I got angry, and offended easily.
Most of the time I enjoy to throw, or laugh at jokes.
But sometimes I can outburst like a crazy Jersey Shore's bitch just because of 1 silly joke.
I have flaws, I'm human being.
BUT! I tend to not stress my mind because of my own rages of hormones. I got stressed from my work already. So, when I wanna have a lunch/dinner date, or party with friends, I put behind my pain/stresses/sorrows.
I LAUGH. I TALK CRAZY..
I love my friends..
For me, being around friends gimme a lot of positive energy.
It boosts my power to face my working-days.
Since I was a kid, I've never been so closed to any of my family member.
I'm the 6th(the last) kid in family, 3 sisters, and 2 brothers.
Between me and the 5th child, we got a 9 years gap! Imagine what can I share between my siblings?
HAHAHA I better keep it myself rather than argue with them due to POV differences.
Being the last child in family made me feels childish, dependent, selfish.
I know most of the times I talk like I was brain-farting, and hurt other's feeling unintentionally.
Being with friends, made me who I am.. I can express my true-self to them.
Being with friends, open my eyes about this world. Well, maybe society. HAHA world is too big, I think.
I love having new friends, but I'm not that often to open up myself towards new people.
I love having good times. Enjoy food, drinks, entertainment, or just talk! HAHA talkative alert..
I hate it when I realize, I just hurt my friend's feeling, or literally.

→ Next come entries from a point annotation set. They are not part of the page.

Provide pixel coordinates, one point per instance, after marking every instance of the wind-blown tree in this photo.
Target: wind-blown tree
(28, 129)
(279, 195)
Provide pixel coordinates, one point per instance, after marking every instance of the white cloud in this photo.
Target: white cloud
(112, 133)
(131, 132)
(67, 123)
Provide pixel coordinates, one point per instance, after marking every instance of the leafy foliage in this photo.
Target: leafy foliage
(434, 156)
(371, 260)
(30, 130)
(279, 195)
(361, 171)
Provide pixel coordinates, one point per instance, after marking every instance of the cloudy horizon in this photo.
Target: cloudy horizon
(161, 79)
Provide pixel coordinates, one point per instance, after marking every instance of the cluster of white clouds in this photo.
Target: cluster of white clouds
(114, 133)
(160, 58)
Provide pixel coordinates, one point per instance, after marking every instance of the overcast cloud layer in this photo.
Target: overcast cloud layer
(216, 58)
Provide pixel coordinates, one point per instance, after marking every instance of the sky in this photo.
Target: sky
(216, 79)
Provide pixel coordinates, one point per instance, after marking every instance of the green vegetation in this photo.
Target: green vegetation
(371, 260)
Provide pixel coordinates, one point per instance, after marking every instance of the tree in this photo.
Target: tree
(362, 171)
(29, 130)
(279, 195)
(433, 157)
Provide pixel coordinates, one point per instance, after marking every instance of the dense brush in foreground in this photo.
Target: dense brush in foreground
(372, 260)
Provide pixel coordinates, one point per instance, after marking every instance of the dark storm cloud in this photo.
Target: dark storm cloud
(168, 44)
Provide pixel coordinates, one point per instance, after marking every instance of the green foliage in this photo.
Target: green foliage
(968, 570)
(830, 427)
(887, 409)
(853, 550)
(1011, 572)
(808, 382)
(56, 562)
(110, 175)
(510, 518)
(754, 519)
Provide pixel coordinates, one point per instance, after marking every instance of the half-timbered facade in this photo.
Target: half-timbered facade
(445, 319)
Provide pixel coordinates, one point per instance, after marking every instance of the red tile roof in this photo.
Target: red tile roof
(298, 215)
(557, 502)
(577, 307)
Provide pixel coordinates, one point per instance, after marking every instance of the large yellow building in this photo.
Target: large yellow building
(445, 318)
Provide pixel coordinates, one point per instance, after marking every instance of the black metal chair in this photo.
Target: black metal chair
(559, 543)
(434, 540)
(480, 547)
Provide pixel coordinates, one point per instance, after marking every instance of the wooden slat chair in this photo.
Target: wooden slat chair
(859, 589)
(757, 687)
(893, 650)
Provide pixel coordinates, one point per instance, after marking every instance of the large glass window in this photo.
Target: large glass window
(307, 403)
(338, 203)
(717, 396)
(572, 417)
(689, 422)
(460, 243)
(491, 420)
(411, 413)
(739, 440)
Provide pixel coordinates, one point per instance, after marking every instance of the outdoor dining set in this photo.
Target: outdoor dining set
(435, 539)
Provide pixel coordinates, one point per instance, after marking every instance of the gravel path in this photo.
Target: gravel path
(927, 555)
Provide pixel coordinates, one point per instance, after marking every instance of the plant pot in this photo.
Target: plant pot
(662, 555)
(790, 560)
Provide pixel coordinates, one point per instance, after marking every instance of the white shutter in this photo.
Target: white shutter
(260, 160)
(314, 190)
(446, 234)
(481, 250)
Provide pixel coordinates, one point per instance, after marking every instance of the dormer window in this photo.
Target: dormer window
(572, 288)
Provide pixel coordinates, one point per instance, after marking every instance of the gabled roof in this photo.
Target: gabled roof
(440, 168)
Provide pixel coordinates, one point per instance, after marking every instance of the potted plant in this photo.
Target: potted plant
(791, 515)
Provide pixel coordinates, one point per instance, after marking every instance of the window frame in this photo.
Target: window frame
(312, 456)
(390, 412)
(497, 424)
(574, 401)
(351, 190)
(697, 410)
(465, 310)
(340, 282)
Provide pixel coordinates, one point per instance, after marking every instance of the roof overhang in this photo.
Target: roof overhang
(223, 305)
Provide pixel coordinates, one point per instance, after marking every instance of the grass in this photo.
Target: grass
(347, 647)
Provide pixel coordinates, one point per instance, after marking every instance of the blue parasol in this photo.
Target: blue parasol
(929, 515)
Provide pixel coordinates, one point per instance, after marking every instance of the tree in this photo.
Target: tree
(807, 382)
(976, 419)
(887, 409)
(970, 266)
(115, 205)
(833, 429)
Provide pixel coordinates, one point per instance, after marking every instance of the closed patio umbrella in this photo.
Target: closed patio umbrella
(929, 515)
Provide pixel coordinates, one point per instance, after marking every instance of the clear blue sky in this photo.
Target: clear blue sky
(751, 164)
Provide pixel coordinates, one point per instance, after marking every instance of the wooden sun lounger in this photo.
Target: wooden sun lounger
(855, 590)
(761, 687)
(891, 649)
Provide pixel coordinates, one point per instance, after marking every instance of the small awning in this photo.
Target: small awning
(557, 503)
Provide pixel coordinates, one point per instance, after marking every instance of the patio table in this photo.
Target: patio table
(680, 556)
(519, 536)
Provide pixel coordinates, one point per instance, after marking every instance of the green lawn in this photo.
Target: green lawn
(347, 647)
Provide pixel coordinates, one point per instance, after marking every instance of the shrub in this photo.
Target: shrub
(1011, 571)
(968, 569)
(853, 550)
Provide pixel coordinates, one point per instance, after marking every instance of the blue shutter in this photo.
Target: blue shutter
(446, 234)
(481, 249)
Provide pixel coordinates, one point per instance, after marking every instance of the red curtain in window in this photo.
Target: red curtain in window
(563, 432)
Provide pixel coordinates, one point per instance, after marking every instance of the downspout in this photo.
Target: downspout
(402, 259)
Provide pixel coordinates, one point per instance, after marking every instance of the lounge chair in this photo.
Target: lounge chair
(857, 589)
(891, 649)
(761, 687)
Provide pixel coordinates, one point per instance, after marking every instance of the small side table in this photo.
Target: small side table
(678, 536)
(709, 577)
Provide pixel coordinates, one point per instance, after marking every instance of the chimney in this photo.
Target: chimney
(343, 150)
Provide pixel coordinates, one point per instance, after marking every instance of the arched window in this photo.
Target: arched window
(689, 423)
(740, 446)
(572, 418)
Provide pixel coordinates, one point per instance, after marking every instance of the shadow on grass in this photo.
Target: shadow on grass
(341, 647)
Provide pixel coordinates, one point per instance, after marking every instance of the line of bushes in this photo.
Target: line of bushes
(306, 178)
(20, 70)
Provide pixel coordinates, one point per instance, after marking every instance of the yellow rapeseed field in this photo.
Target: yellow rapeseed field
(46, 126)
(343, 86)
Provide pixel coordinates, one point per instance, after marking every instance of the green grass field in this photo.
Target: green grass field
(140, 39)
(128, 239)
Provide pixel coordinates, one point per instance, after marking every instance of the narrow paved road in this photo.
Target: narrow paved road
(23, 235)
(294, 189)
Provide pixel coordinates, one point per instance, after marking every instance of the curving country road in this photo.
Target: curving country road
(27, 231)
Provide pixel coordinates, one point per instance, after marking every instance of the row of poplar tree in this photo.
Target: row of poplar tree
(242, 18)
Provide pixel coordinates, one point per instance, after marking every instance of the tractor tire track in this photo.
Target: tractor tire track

I hate it when I'm late to attend the lunch/dinner date with friends. It only means, I've wasted precious minutes of mind sharing/stress releasing/heart-to-heart talk.
So.. Cherish your time being around friends.
When you feel it's not the right time to talk to them, tell them.
Friends may not stick together all the time.
But when you need them, they will always be right there.
I LOVE YOU, AND YOU, AND YOU, YOU, AND YOU!!